OpenAI, the unicorn behind the boom of the Generative AI industry, has unveiled DALL-E 3, the latest iteration of its image generator. With its ChatGPT controller, the upgrade provides top quality images in response to natural-language prompts—and launches with ethical controls in place.
Image generators like DALL-E, MidJourney, and Stable Diffusion have opened new creative frontiers for artists and casual users since the AI boom late last year. By translating text prompts into stunning visuals, they offer glimpses of machine interpretations of human creativity. Now, OpenAI aims to push boundaries further with DALL-E 3, a model that could put it back in direct competition with other leaders of the industry.
Unveiled early today, DALL-E 3 demonstrates massive improvements in accurately depicting detailed textual descriptions. Unlike previous iterations, it adheres closely to complex prompts without requiring huge prompt-engineering tweaks or other complicated prompting tricks. The new system also excels at capturing relationships between objects and generating photorealistic human details like hands and reflections.
When outputs from the same prompts in DALL-E 2 and DALL-E 3 are compared, the latter produces markedly sharper and more precise images. It can render extremely realistic depictions of scenes while getting textures, lighting, and backgrounds right. And it seems pretty capable of generating text and integrating it into its images—something that remains a problem for even the most powerful AI image generators to date.
DALL-E 3 is built on top of ChatGPT, allowing users to iteratively refine prompts through conversational exchanges. Early leaked samples hint at blazingly fast iteration capabilities. As Decrypt previously reported, YouTuber MattVidPro called an earlier beta of DALL-E 3 “insane” and asserted that not even MidJourney’s upcoming version could compete.
However, availability remains tightly limited to around 400 testers and OpenAI says its new model will be released “soon.”
For now, users can create images with DALL-E 2 using plugins with ChatGPT Plus. Those who don’t pay for a subscription will have to deal with restrictions like this:
The journey to this point has not been without its bumps. During its beta testing phase, the model was noted for its uncensored nature, capable of generating content that ranged from nudity to gore and violence. This raised eyebrows and stirred concerns about the potential misuse of such technology. But OpenAI seems to have taken these concerns to heart, implementing features in DALL-E 3 that prevent the generation of content that could be considered violent, adult, or hateful, ensuring a safer user experience.
One of such measures is the assembly of a team of experts “to help inform our risk assessment and mitigation efforts in areas like propaganda and misinformation.”
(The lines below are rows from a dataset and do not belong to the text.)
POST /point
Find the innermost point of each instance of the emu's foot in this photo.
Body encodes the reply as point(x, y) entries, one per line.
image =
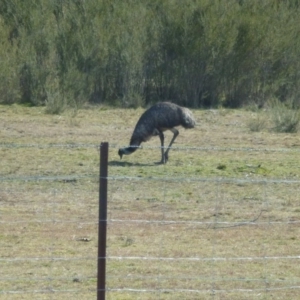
point(164, 159)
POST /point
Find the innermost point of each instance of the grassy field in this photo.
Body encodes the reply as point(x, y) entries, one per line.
point(219, 221)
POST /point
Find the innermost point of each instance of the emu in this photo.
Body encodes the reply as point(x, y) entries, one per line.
point(154, 121)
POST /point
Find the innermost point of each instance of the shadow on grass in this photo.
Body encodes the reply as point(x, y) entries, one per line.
point(130, 164)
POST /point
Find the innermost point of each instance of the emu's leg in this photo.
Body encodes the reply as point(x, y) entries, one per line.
point(176, 132)
point(162, 138)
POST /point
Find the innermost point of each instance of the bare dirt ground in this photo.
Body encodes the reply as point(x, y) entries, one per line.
point(219, 221)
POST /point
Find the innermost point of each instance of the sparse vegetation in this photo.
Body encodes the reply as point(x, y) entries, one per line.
point(285, 119)
point(48, 231)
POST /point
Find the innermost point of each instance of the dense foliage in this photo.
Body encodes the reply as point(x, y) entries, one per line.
point(198, 53)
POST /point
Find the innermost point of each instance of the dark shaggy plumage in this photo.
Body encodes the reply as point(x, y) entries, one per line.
point(154, 121)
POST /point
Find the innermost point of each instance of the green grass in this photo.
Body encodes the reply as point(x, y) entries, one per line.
point(196, 221)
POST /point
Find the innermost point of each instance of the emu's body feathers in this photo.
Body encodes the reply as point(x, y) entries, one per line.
point(154, 121)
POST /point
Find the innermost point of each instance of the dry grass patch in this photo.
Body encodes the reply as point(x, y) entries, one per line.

Concerns around AI art persist, especially regarding inappropriate or unethical content. While OpenAI removed filters during testing, the company is exploring strategies to prevent misuse in public versions. It will also make it easier to identify images generated with its tool. This could prevent deepfake spreading and potentially identify the origin of an image in case someone bypasses the model’s native censorship.
OpenAI is also aware of concerns over the legal use of human artwork for training its model and came up with an answer to a more ethical generator. DALL-E 3 won’t reproduce content when asked to mimic living artists, and OpenAI will enable opt-outs for creators. This addresses backlash from artists like Greg Rutkowski, who argue that AI copying their style without consent is unethical.
Major lawsuits have also been filed, including from author George R.R. Martin accusing OpenAI of improper use of copyrighted material.
OpenAI didn’t immediately respond to a request for comments by Decrypt.